La majorité de droite du Conseil national a massivement surchargé la réforme de l’imposition des entreprises III. Pour la seule Confédération, la RIE III coûterait annuellement 1,22 milliard de francs, voire 1,45 milliard avec la suppression du droit de timbre. Personne ne peut aujourd’hui évaluer les pertes pour les cantons, villes et communes, les estimations se chiffrant entre 500 millions et plusieurs milliards. Une chose est a contrario certaine, la facture des cadeaux fiscaux aux actionnaires et aux entreprises sera adressée aux contribuables. Toutes les mesures de contre-financement ont été rejetées. Si le Conseil des Etats ne corrige pas le tir pour revenir dans le domaine du raisonnable, le PS lancera un référendum.

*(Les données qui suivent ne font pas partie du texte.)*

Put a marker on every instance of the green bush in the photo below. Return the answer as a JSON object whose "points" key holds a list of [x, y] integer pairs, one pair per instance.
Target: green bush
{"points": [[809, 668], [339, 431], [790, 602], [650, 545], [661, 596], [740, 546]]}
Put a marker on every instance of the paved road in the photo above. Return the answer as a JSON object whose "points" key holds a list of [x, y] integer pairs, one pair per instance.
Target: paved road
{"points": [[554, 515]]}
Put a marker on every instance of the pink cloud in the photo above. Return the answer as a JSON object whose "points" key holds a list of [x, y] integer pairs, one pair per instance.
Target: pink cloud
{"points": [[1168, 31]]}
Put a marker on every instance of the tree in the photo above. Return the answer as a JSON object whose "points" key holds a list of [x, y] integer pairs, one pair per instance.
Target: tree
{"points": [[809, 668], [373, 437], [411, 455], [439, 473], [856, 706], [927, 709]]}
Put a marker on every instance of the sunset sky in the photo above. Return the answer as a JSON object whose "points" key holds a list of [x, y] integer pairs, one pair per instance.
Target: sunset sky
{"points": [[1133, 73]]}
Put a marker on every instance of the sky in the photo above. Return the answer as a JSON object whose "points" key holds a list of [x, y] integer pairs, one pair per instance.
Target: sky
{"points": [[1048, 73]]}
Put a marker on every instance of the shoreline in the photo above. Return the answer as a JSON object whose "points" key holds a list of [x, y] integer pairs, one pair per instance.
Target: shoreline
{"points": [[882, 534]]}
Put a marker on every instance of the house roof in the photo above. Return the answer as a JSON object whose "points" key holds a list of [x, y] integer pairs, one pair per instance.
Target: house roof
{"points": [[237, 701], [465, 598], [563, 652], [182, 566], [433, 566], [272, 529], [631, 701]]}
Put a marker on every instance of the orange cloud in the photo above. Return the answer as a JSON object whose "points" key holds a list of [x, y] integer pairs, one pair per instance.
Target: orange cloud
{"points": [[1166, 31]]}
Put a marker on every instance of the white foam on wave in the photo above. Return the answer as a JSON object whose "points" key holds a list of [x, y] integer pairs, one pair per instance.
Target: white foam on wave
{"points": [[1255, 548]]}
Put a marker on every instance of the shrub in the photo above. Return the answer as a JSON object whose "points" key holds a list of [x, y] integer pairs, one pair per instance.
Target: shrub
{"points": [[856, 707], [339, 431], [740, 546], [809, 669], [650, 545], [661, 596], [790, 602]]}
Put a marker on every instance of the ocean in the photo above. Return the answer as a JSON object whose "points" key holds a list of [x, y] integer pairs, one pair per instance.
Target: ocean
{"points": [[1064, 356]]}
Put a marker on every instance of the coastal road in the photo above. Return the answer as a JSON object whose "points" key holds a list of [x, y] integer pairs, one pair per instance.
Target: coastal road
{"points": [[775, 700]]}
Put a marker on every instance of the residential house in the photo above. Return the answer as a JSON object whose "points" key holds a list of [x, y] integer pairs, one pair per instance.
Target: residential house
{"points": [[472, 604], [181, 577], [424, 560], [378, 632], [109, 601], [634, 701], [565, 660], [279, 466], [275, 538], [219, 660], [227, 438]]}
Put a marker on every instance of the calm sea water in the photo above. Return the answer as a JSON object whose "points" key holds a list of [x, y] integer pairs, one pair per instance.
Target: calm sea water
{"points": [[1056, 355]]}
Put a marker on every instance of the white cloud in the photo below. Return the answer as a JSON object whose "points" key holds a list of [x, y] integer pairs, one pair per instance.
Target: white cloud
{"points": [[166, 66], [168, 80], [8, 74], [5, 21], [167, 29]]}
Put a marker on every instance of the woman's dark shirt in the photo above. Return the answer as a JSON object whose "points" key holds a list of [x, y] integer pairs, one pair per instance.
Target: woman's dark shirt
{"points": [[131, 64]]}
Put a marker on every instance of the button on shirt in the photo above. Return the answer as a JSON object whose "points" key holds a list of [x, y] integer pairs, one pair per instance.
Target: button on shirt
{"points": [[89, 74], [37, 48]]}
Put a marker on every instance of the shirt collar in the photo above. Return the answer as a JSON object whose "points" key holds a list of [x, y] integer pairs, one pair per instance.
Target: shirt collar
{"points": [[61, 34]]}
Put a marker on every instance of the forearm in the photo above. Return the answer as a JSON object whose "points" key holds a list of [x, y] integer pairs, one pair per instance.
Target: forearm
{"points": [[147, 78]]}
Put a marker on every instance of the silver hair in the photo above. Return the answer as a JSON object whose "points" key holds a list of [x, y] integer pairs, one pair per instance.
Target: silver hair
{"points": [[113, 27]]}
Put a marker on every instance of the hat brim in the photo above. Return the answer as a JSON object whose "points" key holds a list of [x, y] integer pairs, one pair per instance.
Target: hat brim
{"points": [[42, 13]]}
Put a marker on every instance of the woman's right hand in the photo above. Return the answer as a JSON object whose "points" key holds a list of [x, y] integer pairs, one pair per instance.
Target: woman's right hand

Le PS a toujours soutenu l’objectif initial de la RIE III, à savoir la suppression des privilèges fiscaux et des sociétés à statut spécial. Mais pas à n’importe quel prix ! Ce « festival de baisses fiscales » n’est ni raisonnable, ni pondéré. Les entreprises pourraient ainsi baisser leur charge fiscale à 3% (!). Pour Ada Marra, conseillère nationale (VD), « imposer les bénéfices à 3%, alors que les revenus des salarié-e-s l’est à hauteur de 25 à 30%, est inacceptable dans notre pays ».

La RIE III coûterait à la Confédération 1,22 milliard de francs, sans tenir compte de la suppression du droit de timbre. Mais l’addition ne s’arrête pas à cela : pour les cantons et les communes, la RIE III creuserait un trou sans fond. « Personne ne peut évaluer précisément les pertes. Elles devraient se chiffrer clairement à plus de 500 millions de francs. Le parlement répète les mêmes erreurs qu’avec le second volet de la réforme », précise encore Ada Marra. Toutes les propositions de contre-financement, comme l’imposition sur les gains en capital ou l’imposition complète des dividendes, ont été rejetées.

Les partis de droite ont transformé la RIE III en un libre-service pour cadeaux fiscaux. Voici trois exemples marquants d’astuces fiscales prévues :

  • Des dépenses pour la recherche et le développement plus hautes que celles réellement effectuées pourront être déduites, même si ces investissements sont faits à l’étranger. Le Conseil national a éliminé les limites supérieures de ces déductions. Les entreprises n’auront donc aucune raison de maintenir leurs départements d’innovation et les places de travail qui y sont rattachées en Suisse.
  • Avec un impôt sur les bénéfices corrigé des intérêts, les entreprises pourraient déduire des intérêts qu’elles n’ont jamais payés. Il s’agit là d’une niche fiscale classique, dont personne ne pourra amortir un jour les conséquences fiscales.
  • La suppression du droit de timbre est un souhait ancestral du monde de la finance, qui dans les faits ne perd rien avec la RIE III, mais qui coûterait cependant 200 millions de francs par an. La suspension provisoire du droit de timbre, traitée dans un projet séparé, est une pure manœuvre politique.

Le bric-à-brac de déductions, de niches fiscales et d’instruments fiscaux dont les effets collatéraux sont inconnus rappelle furieusement la débâcle du second volet de la réforme de l’imposition des entreprises. L’ancien conseiller fédéral Merz ayant sciemment caché la hauteur des pertes fiscales, la RIE II avait obtenu une très courte majorité dans les urnes. Ueli Maurer, lui aussi, ne se préoccupe que peu de la santé des caisses et du budget de la Confédération. Cependant, le peuple ne se laissera pas abuser une seconde fois. Le Conseil des Etats serait bien inspiré de ramener la RIE III dans le domaine du raisonnable, faute de quoi ce projet ne résistera pas au verdict populaire.